First of all, bitterness and resentment get you nowhere. This has been an ongoing lesson that I keep having to re-learn. Comparing your situation to others above you will never make you feel better, so why would you willingly subject yourself to more disappointment? It's certainly not going to suddenly make a money tree start growing on your lawn. Besides, you never know the "whole" story behind those people who supposedly have so much more than you do. They may be facing debt, insecurity, broken relationships, or any number of things. What you see is not always what you get, so it's not fair to assume their life is better than yours based solely on financial appearances. Yes, it is hard to accept that our society places so little financial value on the position that your spouse is probably committing their whole life to, but if you had to put a financial value to his/her youth ministry career, where would you stop? That's where we remind ourselves, it cannot possibly be about money. Placing a financial value to youth ministry would cheapen the depth of the invaluable mission that you and your spouse have been called to.
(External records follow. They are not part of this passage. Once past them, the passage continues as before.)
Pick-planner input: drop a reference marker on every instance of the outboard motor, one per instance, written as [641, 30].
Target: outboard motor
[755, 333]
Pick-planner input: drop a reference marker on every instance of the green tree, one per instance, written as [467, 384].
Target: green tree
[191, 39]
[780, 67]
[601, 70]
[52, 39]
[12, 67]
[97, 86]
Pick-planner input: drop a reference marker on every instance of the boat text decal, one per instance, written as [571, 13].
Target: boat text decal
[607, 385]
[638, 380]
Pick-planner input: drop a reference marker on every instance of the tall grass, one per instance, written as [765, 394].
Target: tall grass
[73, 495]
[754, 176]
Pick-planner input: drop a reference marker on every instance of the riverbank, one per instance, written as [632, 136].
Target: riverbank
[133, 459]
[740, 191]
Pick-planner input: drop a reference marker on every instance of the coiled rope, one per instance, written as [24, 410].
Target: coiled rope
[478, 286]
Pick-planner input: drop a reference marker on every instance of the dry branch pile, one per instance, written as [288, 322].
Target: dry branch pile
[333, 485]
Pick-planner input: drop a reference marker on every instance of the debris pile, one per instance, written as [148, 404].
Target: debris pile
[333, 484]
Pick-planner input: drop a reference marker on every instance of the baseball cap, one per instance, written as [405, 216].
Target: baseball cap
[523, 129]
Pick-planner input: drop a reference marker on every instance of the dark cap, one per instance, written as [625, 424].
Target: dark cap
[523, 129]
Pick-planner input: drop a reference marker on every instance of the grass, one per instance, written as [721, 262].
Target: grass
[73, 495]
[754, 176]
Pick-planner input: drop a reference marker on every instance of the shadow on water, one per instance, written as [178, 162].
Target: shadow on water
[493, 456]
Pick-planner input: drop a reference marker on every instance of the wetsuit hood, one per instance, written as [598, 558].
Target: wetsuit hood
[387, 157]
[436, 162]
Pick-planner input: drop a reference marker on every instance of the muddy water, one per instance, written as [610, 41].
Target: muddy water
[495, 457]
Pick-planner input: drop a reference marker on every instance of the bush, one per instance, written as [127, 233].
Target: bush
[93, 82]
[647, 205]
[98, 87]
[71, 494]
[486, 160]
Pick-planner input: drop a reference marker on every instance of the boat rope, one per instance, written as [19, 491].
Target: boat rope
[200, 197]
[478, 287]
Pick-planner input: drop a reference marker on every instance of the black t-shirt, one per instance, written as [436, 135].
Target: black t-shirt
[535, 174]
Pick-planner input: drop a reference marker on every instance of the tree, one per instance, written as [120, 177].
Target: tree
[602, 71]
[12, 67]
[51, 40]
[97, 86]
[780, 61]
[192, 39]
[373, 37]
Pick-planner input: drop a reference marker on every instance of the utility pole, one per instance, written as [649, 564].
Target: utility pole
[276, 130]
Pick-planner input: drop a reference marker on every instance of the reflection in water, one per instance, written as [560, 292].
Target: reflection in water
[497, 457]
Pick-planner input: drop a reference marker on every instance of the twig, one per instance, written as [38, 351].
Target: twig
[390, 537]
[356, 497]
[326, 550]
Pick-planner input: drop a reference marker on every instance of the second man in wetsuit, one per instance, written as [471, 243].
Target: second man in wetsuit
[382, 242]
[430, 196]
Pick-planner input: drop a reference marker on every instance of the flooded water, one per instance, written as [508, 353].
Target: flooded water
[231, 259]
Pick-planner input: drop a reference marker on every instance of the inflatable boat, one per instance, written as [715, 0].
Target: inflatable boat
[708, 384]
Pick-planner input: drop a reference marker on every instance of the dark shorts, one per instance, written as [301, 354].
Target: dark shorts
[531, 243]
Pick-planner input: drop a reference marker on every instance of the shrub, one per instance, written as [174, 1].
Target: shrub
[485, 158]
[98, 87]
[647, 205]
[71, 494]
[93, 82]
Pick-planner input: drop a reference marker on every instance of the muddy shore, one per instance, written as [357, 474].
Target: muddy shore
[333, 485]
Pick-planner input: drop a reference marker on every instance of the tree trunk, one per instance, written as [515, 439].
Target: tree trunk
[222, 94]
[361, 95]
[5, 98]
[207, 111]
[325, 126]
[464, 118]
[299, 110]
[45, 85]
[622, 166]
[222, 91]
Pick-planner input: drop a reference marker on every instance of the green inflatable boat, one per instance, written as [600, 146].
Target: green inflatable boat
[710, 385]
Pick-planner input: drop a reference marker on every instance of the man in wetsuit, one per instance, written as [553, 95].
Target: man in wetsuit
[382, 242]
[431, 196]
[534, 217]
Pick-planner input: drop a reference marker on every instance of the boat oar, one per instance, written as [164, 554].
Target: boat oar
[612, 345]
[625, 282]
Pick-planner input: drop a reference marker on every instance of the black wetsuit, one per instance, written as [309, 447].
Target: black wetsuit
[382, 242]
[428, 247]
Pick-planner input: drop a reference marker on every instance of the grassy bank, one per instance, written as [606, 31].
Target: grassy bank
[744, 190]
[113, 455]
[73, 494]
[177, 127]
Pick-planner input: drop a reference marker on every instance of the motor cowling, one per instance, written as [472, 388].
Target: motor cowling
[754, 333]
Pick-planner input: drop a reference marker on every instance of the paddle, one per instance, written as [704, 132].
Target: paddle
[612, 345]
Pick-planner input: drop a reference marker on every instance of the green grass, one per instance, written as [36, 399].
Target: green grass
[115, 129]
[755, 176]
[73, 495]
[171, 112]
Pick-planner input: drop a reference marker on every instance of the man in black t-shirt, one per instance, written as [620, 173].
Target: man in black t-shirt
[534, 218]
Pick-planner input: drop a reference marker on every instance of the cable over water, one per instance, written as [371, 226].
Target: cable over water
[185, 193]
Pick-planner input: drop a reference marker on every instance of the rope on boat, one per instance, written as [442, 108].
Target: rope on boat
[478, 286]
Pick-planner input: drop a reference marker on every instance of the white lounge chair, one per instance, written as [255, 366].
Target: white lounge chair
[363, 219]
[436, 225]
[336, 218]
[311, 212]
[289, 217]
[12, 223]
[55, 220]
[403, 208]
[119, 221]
Secondly, get back to God about it. No, don't start quoting scripture verses to yourself about the evils of wealth as a way of guilting yourself into a better attitude. Rather, spend time in God's Word on a regular basis, pour your heart out to Him, and allow Him to fill your heart and mind with things from above. This isn't easy, even though the benefits are so obviously worth it. For me, it starts out as great intentions, and after 2 mornings of wonderful devotion times, inevitably one of the kids wakes up early or something gets in the way and before I know it 2 weeks fly by without another thought of doing it again, yet somehow I manage to get on Facebook and watch television...no wonder I am easily swayed to my materialistic side. I am learning to fit this in, no matter how brief, no matter how tired I am, whether I've got a baby on my lap or not . My point is--if you are filling your mind with the richness of what God has to offer you, you will not be so aware of the earthly riches that are escaping your reach. And when you present your heart to God, He will bless you and may even surprise you with things far better than you could imagine.
Another thing to consider is what you can do about it, practically speaking. Are you using the (albeit limited) resources you are given wisely? As a couple, we have had to take many hard looks at where our money is actually going when we start complaining that things are getting too tight. It's not usually a case of "not enough cash", and more often a case of "not enough discipline." Maybe we don't need memberships to three different clubs/organizations, maybe we could cut back on those increasingly frequent drive-through trips, or (gasp!) maybe we could eat no-name brand a little more often. There are endless ways to creatively save money. It seems like a sacrifice, and it's easy to feel that we "deserve" more, but by living a little more frugally you can make a big difference in the tightness of your budget. And never underestimate the powerful lessons this will teach your own children and even the youth you are ministering to, about being good stewards of what you have been given, and living in contentment. We can often justify our desire for more money by saying we want to give our children more opportunities, but the reality is that wealth and indulgence can produce laziness and a sense of entitlement, which are characteristics no one should wish for their child.
And lastly, when I'm really feeling the pinch, I just have to remind myself that I'd probably rather be facing this trial than attempting to become a camel-taming magician! (See Matthew 19:24)
I know that this is an issue that will most likely be a lifelong struggle for me. But as time goes on, and these truths slowly get past my stubborn nature, there are so many ways I feel blessed by not being financially wealthy. God has a lot to teach me yet, but I am working on being a willing student. Sometimes you just need to look at the other side of the coin!